The cabin in the woods horror subgenre has a hit or miss track record – The Evil Dead, Cabin Fever, some elements of the Friday 13th franchise, Dreamcatcher, and of course, The Cabin In The Woods all tell their stories within this framework. Pod is much closer in both spirit and content to the awful Dreamcatcher, but a lot better. Of course, not that a favourable comparison to Dreamcatcher is glowing praise – that movie must go down as one of the worst adaptations of a Stephen King book I’ve seen, but the book was not all that great to begin with, mind you. Pod comes off as being a bit too derivative of Dreamcatcher to really be seen as its own animal, but what Keating does with the premise and a budget of (maybe) $500,000 should be an example to all low-budget moviemakers, many of whom are unable to transcend amateur status. Keating thinks with scope in both writing and direction, and while his work could be better, it’s terrific, considering his restrictions.
Another plus for Keating is his use of a list of actors who frequently rotate through the indie horror genre. I mentioned this before in my review of Jug Face, and I get a kick out of seeing the same actors being used differently in each movie. It’s one of the things that appeals to me about the extremely patch FX show American Horror Story. Pod’s cast is small, but it contains Dean Cates and Brian Morvant from Keating’s Ritual, and Larry Fessenden (Jug Face, We Are Still Here), and Lauren Ashley Carter (Darling, Jug Face). Carter in particular I’m a fan of, and I want to see more of her in bigger and better projects.
Here in Pod, though, she’s not given a lot to work with. Her character is secondary to the main protagonist, played by Cates, and is written as a somewhat typical female character for the genre. After a promising early scene, she quickly becomes simply a passive foil for the male protagonist and spends much of the time either asking questions or screaming. It’s disappointing, but her exemplary work in Darling, a year later than Pod, proves the level of talent she has.
I said earlier that Pod lacks ambition, and while this is affected by budget, the story itself is very narrow and too focused on the main story. There’s not a lot of room in the 80 minute running time to do anything other than tell that story. Personally speaking, I prefer a story with a stronger framework of plot and subplot, and I would gladly sit through a longer movie to get that.

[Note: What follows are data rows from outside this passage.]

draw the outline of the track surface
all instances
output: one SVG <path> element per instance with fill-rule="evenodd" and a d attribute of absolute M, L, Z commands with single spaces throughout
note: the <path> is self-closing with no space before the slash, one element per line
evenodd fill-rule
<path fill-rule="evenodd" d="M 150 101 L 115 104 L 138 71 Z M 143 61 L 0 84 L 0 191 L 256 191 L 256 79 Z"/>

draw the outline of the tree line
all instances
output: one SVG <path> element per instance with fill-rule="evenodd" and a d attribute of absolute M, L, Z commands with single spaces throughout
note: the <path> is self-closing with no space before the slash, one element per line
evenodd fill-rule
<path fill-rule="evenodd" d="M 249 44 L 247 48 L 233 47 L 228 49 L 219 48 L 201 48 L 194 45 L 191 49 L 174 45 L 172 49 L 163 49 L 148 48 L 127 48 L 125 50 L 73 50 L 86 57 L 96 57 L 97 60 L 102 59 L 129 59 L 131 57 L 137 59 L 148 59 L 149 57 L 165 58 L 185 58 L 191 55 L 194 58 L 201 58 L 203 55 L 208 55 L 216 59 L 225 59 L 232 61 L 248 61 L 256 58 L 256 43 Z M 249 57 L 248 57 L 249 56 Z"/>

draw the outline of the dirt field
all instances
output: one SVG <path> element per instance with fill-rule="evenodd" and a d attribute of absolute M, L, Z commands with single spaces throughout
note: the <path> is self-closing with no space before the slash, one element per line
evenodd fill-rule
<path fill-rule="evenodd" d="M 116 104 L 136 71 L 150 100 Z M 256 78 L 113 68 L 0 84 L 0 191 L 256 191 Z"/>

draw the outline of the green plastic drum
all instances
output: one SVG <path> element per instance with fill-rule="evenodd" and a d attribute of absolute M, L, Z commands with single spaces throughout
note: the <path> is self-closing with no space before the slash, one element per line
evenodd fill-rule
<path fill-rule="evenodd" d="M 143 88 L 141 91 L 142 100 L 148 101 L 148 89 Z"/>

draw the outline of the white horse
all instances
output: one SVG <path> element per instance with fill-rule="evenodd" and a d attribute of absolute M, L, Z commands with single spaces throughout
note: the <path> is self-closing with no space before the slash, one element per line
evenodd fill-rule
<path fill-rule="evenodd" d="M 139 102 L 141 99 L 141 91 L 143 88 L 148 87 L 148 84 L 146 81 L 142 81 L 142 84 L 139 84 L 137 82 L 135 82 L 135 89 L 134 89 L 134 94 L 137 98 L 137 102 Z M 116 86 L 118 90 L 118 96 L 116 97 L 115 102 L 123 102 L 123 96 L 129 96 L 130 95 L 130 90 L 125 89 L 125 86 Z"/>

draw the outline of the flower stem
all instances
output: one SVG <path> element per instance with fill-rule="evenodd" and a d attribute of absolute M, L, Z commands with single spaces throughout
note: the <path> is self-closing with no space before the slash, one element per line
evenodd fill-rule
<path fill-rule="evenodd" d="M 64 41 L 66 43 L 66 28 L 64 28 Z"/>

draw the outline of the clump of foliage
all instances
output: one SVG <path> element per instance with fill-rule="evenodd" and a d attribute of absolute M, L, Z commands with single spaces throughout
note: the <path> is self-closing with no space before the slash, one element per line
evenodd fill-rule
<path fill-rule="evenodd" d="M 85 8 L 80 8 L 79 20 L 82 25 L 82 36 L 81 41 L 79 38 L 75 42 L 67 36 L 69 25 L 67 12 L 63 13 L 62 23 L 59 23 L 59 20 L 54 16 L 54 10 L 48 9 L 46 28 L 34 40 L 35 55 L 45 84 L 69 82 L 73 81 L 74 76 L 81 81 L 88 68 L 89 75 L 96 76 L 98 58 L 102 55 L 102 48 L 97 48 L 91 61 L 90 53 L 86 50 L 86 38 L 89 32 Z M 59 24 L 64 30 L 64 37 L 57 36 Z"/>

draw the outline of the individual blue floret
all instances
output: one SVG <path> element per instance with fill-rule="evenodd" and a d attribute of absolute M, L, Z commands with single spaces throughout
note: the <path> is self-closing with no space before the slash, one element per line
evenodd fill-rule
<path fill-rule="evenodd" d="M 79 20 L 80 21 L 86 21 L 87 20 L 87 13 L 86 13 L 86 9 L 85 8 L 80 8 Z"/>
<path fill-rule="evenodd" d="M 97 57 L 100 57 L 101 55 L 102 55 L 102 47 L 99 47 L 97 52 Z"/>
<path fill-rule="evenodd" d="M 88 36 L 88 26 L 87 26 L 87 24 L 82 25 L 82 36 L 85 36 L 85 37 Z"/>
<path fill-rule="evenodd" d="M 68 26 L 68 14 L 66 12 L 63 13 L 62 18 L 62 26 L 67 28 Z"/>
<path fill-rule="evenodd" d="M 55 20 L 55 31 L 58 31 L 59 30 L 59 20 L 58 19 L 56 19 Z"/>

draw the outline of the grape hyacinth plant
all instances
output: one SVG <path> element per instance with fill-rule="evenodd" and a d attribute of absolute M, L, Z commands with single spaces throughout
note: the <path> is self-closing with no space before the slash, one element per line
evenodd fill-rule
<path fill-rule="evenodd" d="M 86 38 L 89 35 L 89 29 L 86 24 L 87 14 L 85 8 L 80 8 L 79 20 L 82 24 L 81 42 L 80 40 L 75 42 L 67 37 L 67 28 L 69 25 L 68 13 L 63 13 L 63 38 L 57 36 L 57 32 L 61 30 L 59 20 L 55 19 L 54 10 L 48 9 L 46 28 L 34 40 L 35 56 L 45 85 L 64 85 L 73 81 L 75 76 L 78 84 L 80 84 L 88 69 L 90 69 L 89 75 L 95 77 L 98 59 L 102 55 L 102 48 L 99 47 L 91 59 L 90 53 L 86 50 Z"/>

Pod is severely underplotted – a great example of that is Carter’s character itself. In Act 1, her appearances are defined by the strong implications that she is an addictive personality type with alcohol and probably other substance abuse problems, but these issues don’t affect either the main plot, or even her own character arc – there’s a real sense of missed opportunities like this throughout the script.

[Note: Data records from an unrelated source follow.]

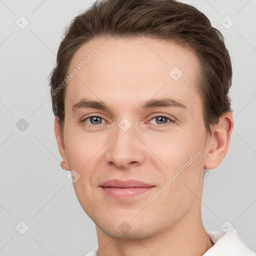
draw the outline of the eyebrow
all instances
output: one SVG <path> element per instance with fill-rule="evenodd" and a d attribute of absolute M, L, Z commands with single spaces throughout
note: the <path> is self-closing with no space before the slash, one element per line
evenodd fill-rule
<path fill-rule="evenodd" d="M 187 110 L 186 105 L 179 101 L 170 98 L 153 98 L 142 102 L 140 109 L 152 108 L 158 107 L 176 107 Z M 82 99 L 74 104 L 72 107 L 72 111 L 74 112 L 79 108 L 97 108 L 112 112 L 104 102 L 100 100 L 92 100 Z"/>

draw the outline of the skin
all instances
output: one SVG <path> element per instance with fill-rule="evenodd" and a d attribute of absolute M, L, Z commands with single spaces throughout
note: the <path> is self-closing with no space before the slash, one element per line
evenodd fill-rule
<path fill-rule="evenodd" d="M 216 168 L 225 156 L 232 114 L 224 113 L 212 126 L 212 135 L 207 136 L 195 90 L 198 60 L 178 44 L 146 37 L 96 38 L 78 49 L 70 71 L 95 48 L 99 53 L 67 86 L 64 138 L 57 117 L 54 129 L 62 167 L 80 175 L 74 186 L 96 224 L 98 255 L 202 255 L 214 246 L 202 220 L 204 168 Z M 169 75 L 174 66 L 183 73 L 176 81 Z M 140 109 L 144 102 L 167 96 L 187 109 Z M 102 100 L 112 112 L 90 108 L 72 112 L 72 106 L 86 98 Z M 161 114 L 168 118 L 157 122 L 154 117 Z M 90 118 L 82 121 L 92 116 L 102 119 L 96 124 Z M 126 132 L 118 126 L 124 118 L 132 124 Z M 149 197 L 197 152 L 200 156 L 150 202 Z M 99 186 L 113 178 L 138 180 L 155 187 L 132 198 L 115 199 Z M 118 228 L 123 222 L 130 228 L 126 233 Z"/>

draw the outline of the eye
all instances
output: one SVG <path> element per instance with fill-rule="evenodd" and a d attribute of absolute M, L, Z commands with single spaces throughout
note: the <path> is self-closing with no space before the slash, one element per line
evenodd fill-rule
<path fill-rule="evenodd" d="M 89 122 L 90 122 L 89 123 L 89 126 L 95 126 L 96 124 L 102 124 L 102 120 L 104 120 L 100 118 L 100 116 L 88 116 L 86 118 L 84 119 L 81 121 L 82 122 L 86 122 L 86 124 L 88 124 L 87 122 L 86 122 L 86 120 L 88 120 Z M 105 121 L 104 120 L 104 122 Z"/>
<path fill-rule="evenodd" d="M 162 126 L 168 126 L 170 124 L 169 122 L 174 122 L 174 120 L 172 120 L 170 118 L 166 116 L 165 116 L 161 115 L 161 116 L 156 116 L 153 117 L 150 119 L 151 120 L 153 120 L 155 119 L 156 124 L 162 125 Z M 168 120 L 170 120 L 170 122 L 168 122 Z"/>

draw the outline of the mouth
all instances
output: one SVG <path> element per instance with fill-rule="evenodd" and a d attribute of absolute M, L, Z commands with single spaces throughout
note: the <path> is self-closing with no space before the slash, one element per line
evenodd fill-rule
<path fill-rule="evenodd" d="M 101 184 L 100 187 L 106 194 L 120 200 L 128 200 L 144 194 L 155 186 L 140 180 L 122 181 L 112 180 Z"/>

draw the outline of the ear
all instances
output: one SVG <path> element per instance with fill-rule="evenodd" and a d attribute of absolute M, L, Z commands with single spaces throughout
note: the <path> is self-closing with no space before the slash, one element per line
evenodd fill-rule
<path fill-rule="evenodd" d="M 234 118 L 230 112 L 225 112 L 213 126 L 212 136 L 208 136 L 205 146 L 204 168 L 214 169 L 220 164 L 228 152 L 233 127 Z"/>
<path fill-rule="evenodd" d="M 65 150 L 65 145 L 63 138 L 60 135 L 60 120 L 57 116 L 55 117 L 54 124 L 54 130 L 55 132 L 55 136 L 57 140 L 58 144 L 58 151 L 62 158 L 62 161 L 60 166 L 62 169 L 66 170 L 70 170 L 70 164 L 66 158 L 66 151 Z"/>

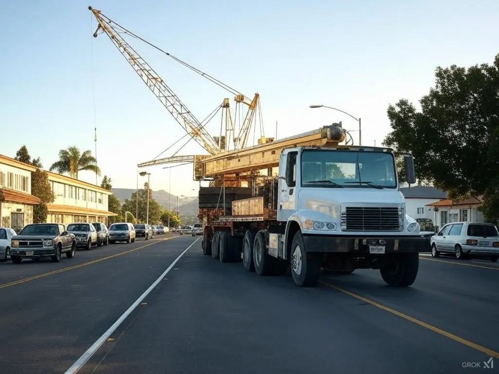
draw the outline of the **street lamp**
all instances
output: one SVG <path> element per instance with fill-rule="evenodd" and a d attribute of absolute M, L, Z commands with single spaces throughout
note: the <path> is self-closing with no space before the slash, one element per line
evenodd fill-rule
<path fill-rule="evenodd" d="M 144 177 L 145 176 L 147 176 L 147 207 L 146 209 L 146 224 L 149 224 L 149 189 L 150 188 L 151 185 L 149 184 L 149 177 L 151 176 L 150 173 L 146 173 L 146 172 L 141 172 L 140 176 Z M 138 190 L 137 190 L 138 192 Z M 137 194 L 137 204 L 139 203 L 139 195 Z M 138 209 L 137 209 L 138 210 Z"/>
<path fill-rule="evenodd" d="M 338 111 L 338 112 L 341 112 L 341 113 L 346 114 L 346 115 L 349 116 L 349 117 L 351 117 L 352 118 L 353 118 L 353 119 L 355 120 L 355 121 L 356 121 L 357 122 L 359 123 L 359 145 L 361 146 L 362 145 L 362 132 L 361 131 L 360 118 L 356 118 L 350 113 L 347 113 L 346 112 L 344 112 L 341 109 L 338 109 L 336 108 L 333 108 L 332 107 L 328 107 L 327 105 L 310 105 L 309 106 L 310 108 L 312 109 L 315 108 L 327 108 L 328 109 L 332 109 L 333 110 L 336 110 Z"/>

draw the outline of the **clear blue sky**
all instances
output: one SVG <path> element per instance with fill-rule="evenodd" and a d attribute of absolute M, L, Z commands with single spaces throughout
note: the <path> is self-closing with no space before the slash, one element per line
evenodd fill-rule
<path fill-rule="evenodd" d="M 390 130 L 388 105 L 401 97 L 417 102 L 433 85 L 437 66 L 491 62 L 499 52 L 497 0 L 4 3 L 0 153 L 13 157 L 25 144 L 48 168 L 61 148 L 93 151 L 93 76 L 99 165 L 124 188 L 135 187 L 138 163 L 184 133 L 109 39 L 91 37 L 88 5 L 247 96 L 259 92 L 266 135 L 274 135 L 277 121 L 278 138 L 338 121 L 357 128 L 341 113 L 308 108 L 323 104 L 362 118 L 363 144 L 379 144 Z M 227 97 L 132 41 L 199 118 Z M 181 152 L 200 153 L 194 144 Z M 154 189 L 168 190 L 167 170 L 148 171 Z M 192 176 L 190 166 L 172 169 L 172 193 L 195 194 Z M 95 181 L 89 173 L 80 178 Z"/>

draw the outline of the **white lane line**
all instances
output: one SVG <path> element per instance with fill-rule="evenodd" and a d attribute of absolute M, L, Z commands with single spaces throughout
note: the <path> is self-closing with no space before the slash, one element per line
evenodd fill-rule
<path fill-rule="evenodd" d="M 137 306 L 138 306 L 142 302 L 142 300 L 146 298 L 146 297 L 149 294 L 151 291 L 154 289 L 154 287 L 157 286 L 158 283 L 163 280 L 165 276 L 166 276 L 168 272 L 172 270 L 173 267 L 175 266 L 175 264 L 177 263 L 177 262 L 180 260 L 182 256 L 183 256 L 185 253 L 189 250 L 191 247 L 194 245 L 200 239 L 201 239 L 201 238 L 198 238 L 192 244 L 184 249 L 184 251 L 179 254 L 177 258 L 175 259 L 175 261 L 174 261 L 173 262 L 172 262 L 172 264 L 168 266 L 167 269 L 163 272 L 163 274 L 160 275 L 158 279 L 154 281 L 154 283 L 151 284 L 151 286 L 149 286 L 149 288 L 146 290 L 144 293 L 139 297 L 139 298 L 137 299 L 131 306 L 130 306 L 130 308 L 127 309 L 126 311 L 124 313 L 121 315 L 121 317 L 118 318 L 116 320 L 116 322 L 113 323 L 111 327 L 108 329 L 107 331 L 102 334 L 102 336 L 100 338 L 95 341 L 95 343 L 92 344 L 90 348 L 87 349 L 86 351 L 85 351 L 85 353 L 82 355 L 81 357 L 77 360 L 75 362 L 74 364 L 73 364 L 69 369 L 66 371 L 64 374 L 73 374 L 73 373 L 77 373 L 78 371 L 83 368 L 83 366 L 86 363 L 87 361 L 88 361 L 90 358 L 93 356 L 94 354 L 95 354 L 95 353 L 100 348 L 101 346 L 102 346 L 104 342 L 107 340 L 107 338 L 111 336 L 111 334 L 116 331 L 116 329 L 118 328 L 120 325 L 121 325 L 121 323 L 126 319 L 126 318 L 128 317 L 128 316 L 129 316 L 132 312 L 133 312 L 134 310 L 137 308 Z"/>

The story is that of three siblings, one of which is an army vet suffering from some kind of PTSD (Morvant is good, but takes it a little too far, to the point where he mostly just becomes a collection of manic tics), and is described as an “intervention gone wrong” in various synopses I’ve come across online, but that’s not really what the story is about. Things don’t go wrong because of the intervention, it’s that the intervention takes place at a time when the events in the story are already bad, and those elements are nothing to do with the intervention itself. The story, in fact, is a conspiracy theory/monster movie that feels more like a season five X-Files story. There’s not a lot here, as evidenced by the fact that even in a short movie like this one, there are way too many scenes with too much dialogue that feels repetitive. Scenes between Carter and Cates in Act 1 feel repeated too many times, and when they meet up with their paranoid brother, their scenes with him go on too long, with no real plot advancement.

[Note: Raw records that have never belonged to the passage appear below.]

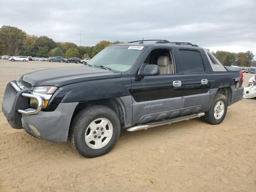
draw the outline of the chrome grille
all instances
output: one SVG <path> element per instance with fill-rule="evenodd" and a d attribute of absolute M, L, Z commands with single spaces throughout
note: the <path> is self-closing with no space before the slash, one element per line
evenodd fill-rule
<path fill-rule="evenodd" d="M 21 80 L 21 84 L 23 86 L 24 86 L 26 88 L 28 88 L 28 89 L 31 88 L 31 87 L 32 87 L 32 85 L 30 83 L 29 83 L 26 81 L 24 81 L 23 80 Z"/>

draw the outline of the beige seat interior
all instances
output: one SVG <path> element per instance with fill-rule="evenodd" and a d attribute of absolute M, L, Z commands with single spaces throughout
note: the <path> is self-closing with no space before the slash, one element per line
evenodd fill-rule
<path fill-rule="evenodd" d="M 160 56 L 158 57 L 157 65 L 160 69 L 160 74 L 170 74 L 170 59 L 167 56 Z"/>

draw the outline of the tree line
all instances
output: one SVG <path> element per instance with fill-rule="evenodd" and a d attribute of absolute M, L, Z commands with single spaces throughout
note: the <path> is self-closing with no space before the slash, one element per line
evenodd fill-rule
<path fill-rule="evenodd" d="M 103 40 L 95 46 L 78 46 L 73 43 L 55 42 L 47 36 L 30 35 L 16 27 L 4 25 L 0 28 L 0 55 L 92 58 L 108 46 L 122 42 Z M 227 66 L 250 66 L 254 56 L 250 51 L 238 53 L 224 51 L 212 53 L 222 64 Z"/>
<path fill-rule="evenodd" d="M 250 67 L 254 55 L 252 52 L 247 51 L 246 52 L 231 53 L 227 51 L 217 51 L 212 52 L 220 62 L 225 66 L 236 65 Z"/>
<path fill-rule="evenodd" d="M 28 34 L 17 27 L 3 26 L 0 28 L 0 55 L 24 55 L 67 58 L 92 58 L 102 49 L 114 43 L 102 41 L 95 46 L 78 46 L 69 42 L 55 42 L 47 36 Z"/>

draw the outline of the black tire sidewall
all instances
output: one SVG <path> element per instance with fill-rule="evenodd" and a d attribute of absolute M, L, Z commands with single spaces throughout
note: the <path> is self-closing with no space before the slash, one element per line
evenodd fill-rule
<path fill-rule="evenodd" d="M 221 118 L 220 118 L 220 119 L 216 119 L 216 118 L 215 118 L 214 116 L 214 110 L 216 104 L 219 101 L 222 101 L 223 103 L 224 103 L 224 113 L 223 114 L 222 117 L 221 117 Z M 222 94 L 217 94 L 214 98 L 214 100 L 213 102 L 212 102 L 212 107 L 210 109 L 210 111 L 209 111 L 209 112 L 210 113 L 210 118 L 211 119 L 211 121 L 212 122 L 212 124 L 219 124 L 221 122 L 222 122 L 225 118 L 226 115 L 227 113 L 227 110 L 228 102 L 227 101 L 227 99 L 226 97 L 225 96 L 222 95 Z"/>
<path fill-rule="evenodd" d="M 98 149 L 92 149 L 85 142 L 85 131 L 91 122 L 100 118 L 106 118 L 110 121 L 113 126 L 113 135 L 110 140 L 106 146 Z M 73 133 L 72 136 L 74 140 L 76 149 L 79 153 L 86 157 L 94 157 L 105 154 L 114 147 L 119 137 L 121 129 L 118 117 L 111 109 L 107 107 L 98 108 L 91 112 L 90 116 L 85 118 L 82 116 L 78 120 L 74 134 Z"/>

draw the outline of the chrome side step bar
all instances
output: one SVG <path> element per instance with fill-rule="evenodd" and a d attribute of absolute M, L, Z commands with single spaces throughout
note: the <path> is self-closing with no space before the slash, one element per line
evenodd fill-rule
<path fill-rule="evenodd" d="M 139 130 L 142 130 L 143 129 L 146 130 L 148 129 L 148 128 L 161 126 L 161 125 L 170 124 L 176 122 L 178 122 L 179 121 L 184 121 L 185 120 L 187 120 L 190 119 L 201 117 L 205 115 L 205 113 L 202 112 L 197 114 L 194 114 L 183 117 L 177 117 L 176 118 L 170 120 L 155 122 L 154 123 L 150 123 L 146 124 L 137 125 L 136 126 L 128 128 L 126 130 L 128 131 L 138 131 Z"/>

Another thing I felt was grossly underwritten is the family aspect. Regardless of the story, the movie is about three siblings, two of which have some problems. Everything else is just dressing. How the movie ends should have been a truly resonating moment – there’s a sense that Keating intended this to be the case from one of the final scenes, but there’s not enough work done prior to it in order for this to be the defining moment of the story. Likewise, when Larry Fassenden appears, his character is vague and anonymous, and given the nature of the character it was likely intended – the trouble is that like the movie as a whole, he has not a lot of depth, only the lasting feeling that there was supposed to be.